This article was originally published on our sister site, TechRepublic.

It’s tough enough to manage through the technical, logistical, procedural, and political issues that face any large-scale deployment. All these risks become more acute when you are managing teams at several remote sites from a central location. Adding to your headaches as the project lead is the fact that you may not be getting completely candid feedback from project stakeholders, as I learned several years ago on a particularly difficult rollout.

I was working as an architect and troubleshooter on the deployment of a new network infrastructure for a geographically dispersed client. The client operated several hundred installations throughout the country, each with between 100 and 2,000 employees.

After months of planning, we assembled a team of 40 engineers from various subcontractors to do the work. This large team ran though a weeklong installation training exercise. After the week ended, we divided the engineers into pairs, ran them though another week of training, then sent them out into the world to install two sites a week. The core team of architects remained at the primary client site to help with troubleshooting and quality assurance.

Statistics of success
During the next few months, the core team carefully monitored the quality assurance data. In nearly every case, the servers and new network hardware went up within a reasonable margin of error. Some teams showed a consistently high performance. Others regularly demonstrated a low but still acceptable degree of accuracy. A few teams failed the quality assurance check. We rewarded the high performance teams with choice assignments, while marginal performers moved on to more out-of-the-way locations. Those that failed were brought back in for more training.

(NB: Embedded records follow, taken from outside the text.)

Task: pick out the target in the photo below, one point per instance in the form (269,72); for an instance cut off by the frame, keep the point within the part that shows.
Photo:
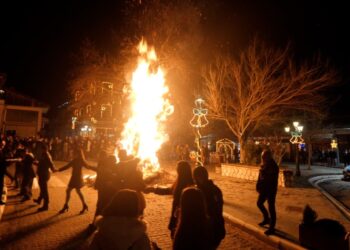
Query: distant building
(21,115)
(96,108)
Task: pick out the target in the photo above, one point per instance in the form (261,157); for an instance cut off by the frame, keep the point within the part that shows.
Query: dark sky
(38,38)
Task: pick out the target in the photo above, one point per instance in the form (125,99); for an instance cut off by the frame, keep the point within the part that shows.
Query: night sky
(38,38)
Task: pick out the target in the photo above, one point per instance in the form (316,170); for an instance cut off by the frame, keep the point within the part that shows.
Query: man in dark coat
(43,173)
(28,176)
(3,166)
(267,188)
(214,202)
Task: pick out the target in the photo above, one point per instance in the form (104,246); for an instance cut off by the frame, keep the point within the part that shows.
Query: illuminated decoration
(334,144)
(86,128)
(74,120)
(199,121)
(297,140)
(225,147)
(144,132)
(296,134)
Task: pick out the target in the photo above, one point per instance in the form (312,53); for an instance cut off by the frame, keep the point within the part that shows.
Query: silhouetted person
(44,165)
(105,185)
(121,227)
(267,189)
(322,234)
(20,152)
(193,230)
(76,181)
(128,176)
(3,166)
(214,203)
(28,175)
(184,179)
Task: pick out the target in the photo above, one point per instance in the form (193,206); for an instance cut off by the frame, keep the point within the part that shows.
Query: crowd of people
(196,220)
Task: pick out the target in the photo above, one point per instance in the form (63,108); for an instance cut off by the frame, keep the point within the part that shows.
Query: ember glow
(144,133)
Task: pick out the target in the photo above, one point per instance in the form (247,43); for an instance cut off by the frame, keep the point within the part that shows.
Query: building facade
(97,109)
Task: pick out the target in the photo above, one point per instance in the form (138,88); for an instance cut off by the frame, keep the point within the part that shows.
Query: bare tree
(262,85)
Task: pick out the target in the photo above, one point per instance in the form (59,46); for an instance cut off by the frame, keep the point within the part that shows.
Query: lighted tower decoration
(296,139)
(199,121)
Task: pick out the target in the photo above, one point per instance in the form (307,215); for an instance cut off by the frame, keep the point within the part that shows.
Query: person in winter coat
(214,203)
(76,181)
(43,173)
(193,230)
(121,227)
(184,179)
(28,175)
(267,188)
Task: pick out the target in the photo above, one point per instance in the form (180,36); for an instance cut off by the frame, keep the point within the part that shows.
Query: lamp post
(296,139)
(198,121)
(334,146)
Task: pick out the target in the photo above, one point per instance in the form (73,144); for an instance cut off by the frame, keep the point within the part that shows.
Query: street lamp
(296,139)
(198,121)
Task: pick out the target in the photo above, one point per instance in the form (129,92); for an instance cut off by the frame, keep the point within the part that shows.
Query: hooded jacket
(121,233)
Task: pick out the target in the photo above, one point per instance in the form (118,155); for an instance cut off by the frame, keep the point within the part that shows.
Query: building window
(77,95)
(88,109)
(106,111)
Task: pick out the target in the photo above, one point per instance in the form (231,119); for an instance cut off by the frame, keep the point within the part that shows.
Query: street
(22,227)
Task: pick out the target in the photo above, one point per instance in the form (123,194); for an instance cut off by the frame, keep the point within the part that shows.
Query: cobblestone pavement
(339,189)
(22,227)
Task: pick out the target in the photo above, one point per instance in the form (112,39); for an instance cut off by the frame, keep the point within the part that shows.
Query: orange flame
(144,134)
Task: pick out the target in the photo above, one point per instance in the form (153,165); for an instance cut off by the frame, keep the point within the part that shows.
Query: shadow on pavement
(8,214)
(79,241)
(6,240)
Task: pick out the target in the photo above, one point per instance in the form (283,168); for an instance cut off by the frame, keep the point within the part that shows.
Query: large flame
(144,134)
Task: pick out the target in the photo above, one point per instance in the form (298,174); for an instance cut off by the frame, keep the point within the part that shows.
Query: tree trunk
(242,144)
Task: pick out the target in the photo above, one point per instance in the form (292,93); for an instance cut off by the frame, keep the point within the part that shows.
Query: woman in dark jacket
(44,165)
(267,188)
(193,230)
(105,185)
(76,181)
(184,179)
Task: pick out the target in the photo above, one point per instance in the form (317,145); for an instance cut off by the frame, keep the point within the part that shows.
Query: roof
(13,97)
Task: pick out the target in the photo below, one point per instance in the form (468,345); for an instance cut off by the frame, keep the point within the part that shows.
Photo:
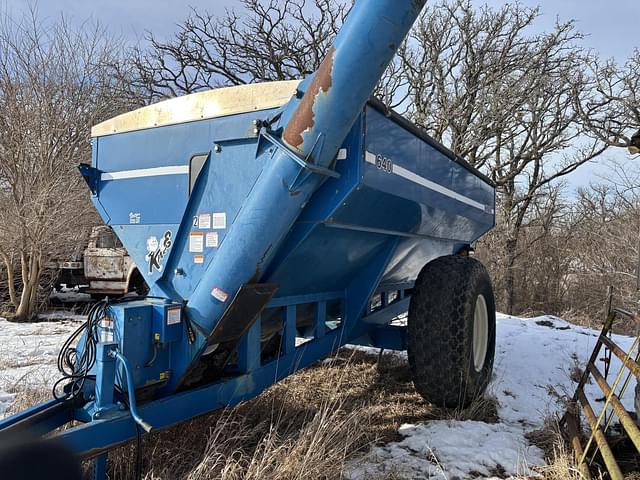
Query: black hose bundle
(75,369)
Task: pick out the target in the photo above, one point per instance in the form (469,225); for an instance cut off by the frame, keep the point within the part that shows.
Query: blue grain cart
(275,223)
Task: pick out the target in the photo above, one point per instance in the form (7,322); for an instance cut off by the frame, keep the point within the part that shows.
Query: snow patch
(531,380)
(29,352)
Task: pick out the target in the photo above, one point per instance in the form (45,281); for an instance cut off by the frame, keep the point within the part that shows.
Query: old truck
(108,268)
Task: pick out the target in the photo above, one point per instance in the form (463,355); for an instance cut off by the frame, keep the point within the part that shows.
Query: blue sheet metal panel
(412,254)
(148,247)
(171,144)
(156,200)
(133,331)
(160,198)
(327,260)
(411,161)
(225,183)
(329,196)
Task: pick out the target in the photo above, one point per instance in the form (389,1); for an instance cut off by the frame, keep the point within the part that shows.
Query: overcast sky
(611,26)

In short, the project seemed to be moving along according to plan. That was, until the day I called one of the deployed sites about a network problem. After some initial wrangling with the on-site support desk, I got though to the primary network engineer. The engineer and I chatted about the problem, how well things were going, and how happy his end users were with the new functionality. After about 40 minutes on the phone we rooted out the cause of his issues. We made a few quick changes on our routers and service stabilized.

What statistics don’t show
As we were finishing up, the engineer told me it really was a shame that I had not been on the initial deployment crew. He went on to say that his boss, the site IT manager, had such a bad taste in his mouth from working with that team that he would not welcome any crew from central IT. I scrambled to check the QA documents from the site. Everything looked reasonable. I had trouble imagining what could have gone wrong on my project implementation team. As I shuffled papers and spreadsheets, I heard the engineer shake his head.

He said, “Man, it wasn’t the work. They did well. But those two bickered on the floor like a divorced couple.”

My heart fell into my shoes.

The hidden dynamic
After we hung up, I left a voice mail on my project manager’s pager. While waiting for him to call back I pulled up the list of all of the sites that pair had worked on in the last three months. Two sites a week for three month adds up fast. When the PM finally got back in touch with me, we divided the list in half and started making follow-up calls.

A week later a pattern emerged. It seemed that a month into the project the pair had a personal falling out. They were good enough at their jobs that the QA numbers did not drop. But the two engaged in bitter verbal battles on the data center floors. When asked directly about it, the site managers admitted that the pair’s behavior bordered on the unprofessional.

The PM and I decided that we really had three problems:

  1. What were we going to do about the broken team?
  2. Why did our clients hide the issue?
  3. How were we going to stop this from happening in the future?

The first problem we removed by splitting the pair. We partnered them with the engineers who formerly made up our highest performing pair. Over the next few months, the two newly formed pairs turned in consistently high QA numbers. Although we lost our star team, we gained two solidly performing teams that were well within acceptable parameters.

The second problem posed a more difficult challenge. Our QA process included a phone call from the PM to the IT manager after the deployment. In theory, the IT manager should have expressed his opinion about the deployment process. However, during the creation of the script, we made what turned out to be a false assumption. We thought that the IT manager would be forthcoming with no prompting on our part. But this project was a multimillion-dollar, high-profile activity with backing from the highest levels in the organization. No one wanted to report a problem. So when we asked generic questions they gave us generic “everything is fine” answers.

After some thought, we revised the script to include more probing questions about the social and political aspects of the deployment. We also instituted a “team touch” policy between the deployment teams and the system architects. Each architect took a handful of teams as his personal responsibility. We contacted these teams at least twice a week to discuss how the deployment was going. During these contacts we also discussed travel, life as a consultant, and other personal factors that helped to form a rapport between the traveling and central teams.

Fast forward
A few years later I joined an already running project with 10 teams traveling around the world. The central team worked hard to resolve technical issues with the deployment before they could trip up our traveling colleagues. With teams scattered across the globe, we manned a 24×7 help desk, in addition to our design and analysis responsibilities.

After a few weeks of work, I suggested that perhaps we should have a scripted after-implementation interview for both our teams and our client sites. Although the idea met with some initial resistance from the architects, my story about the bickering deployment team convinced them to at least try it. The first round of calls revealed a host of minor social problems that we were able to quickly correct.

In the first case, we failed to push past the political weight of our own project to discover that something was wrong. In the second, we used a scripted follow-up with probing questions to identify and correct problems before they became major issues.